So why does conventional wisdom say that compilers will, in the vast majority of the time, outperform programmers doing assembly by hand? It seems contradictory to me.
In that context, it's not very small, it's 20% (all instructions are register-to-register instructions, so they all have the same weight). It's huge.
Yes, there's the possibility that ecx is used elsewhere, and in that case, my second comment is irrelevant, because I was answering to the possibility that such big wart is to be expected from compilers because they crop up regularly.
But then again, it's unlikely that it's used elsewhere, because eax has the return value of the C snippet, there's nothing else to do, the function can return. So the original question remains: did this come from a C compiler? If yes, it's crappy code.
> In that context, it's not very small, it's 20% (all instructions are register-to-register instructions, so they all have the same weight). It's huge.
Do they? I put together two quick and dirty nonsense test programs this is option2:
int main (void) {
for (int i = 0; i < 1000000000; ++i) {
asm volatile (
".intel_syntax\n"
"mov eax, edi\n"
"sar eax, 31\n"
"add edi, eax\n"
"xor eax, edi\n"
:::);
}
return 0;
}
option1 has the extraneous mov ecx, eax, and then add with ecx.
I confirmed with objdump -d that the assembly hadn't been touched and that the loops were the same. On my otherwise mostly idle dual L5640 system and pinned to a single cpu (just in case), option1 consistently runs in 3.14 seconds and option2 consistently runs in 3.15 seconds.
Adding an extra zero, both option1 and option2 runs in 30.94-30.95 user seconds.
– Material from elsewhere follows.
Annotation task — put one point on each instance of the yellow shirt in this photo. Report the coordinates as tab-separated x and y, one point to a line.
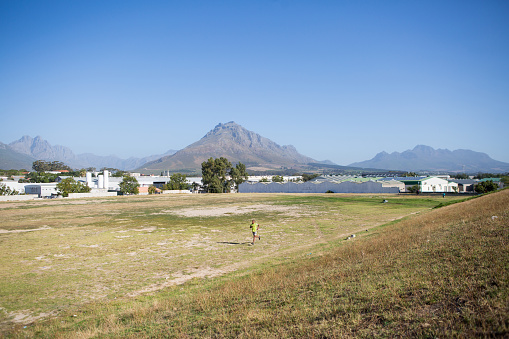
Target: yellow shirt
254	227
The extraneous move doesn't seem to cost any actual time.
But if you look at your program that must go faster, and you see unnecessary moves in the hot section(s), go ahead and remove them, but don't be surprised if it doesn't change much.
If you went and did your whole program by hand, the debloating might also not change much. That's why there's a rule of thumb.
If you have the skill to make a change to the compiler so it can output a better sequence of instructions, I suspect thsat's pretty difficult, but it may make enough of a difference over a large number of programs to be worthwhile.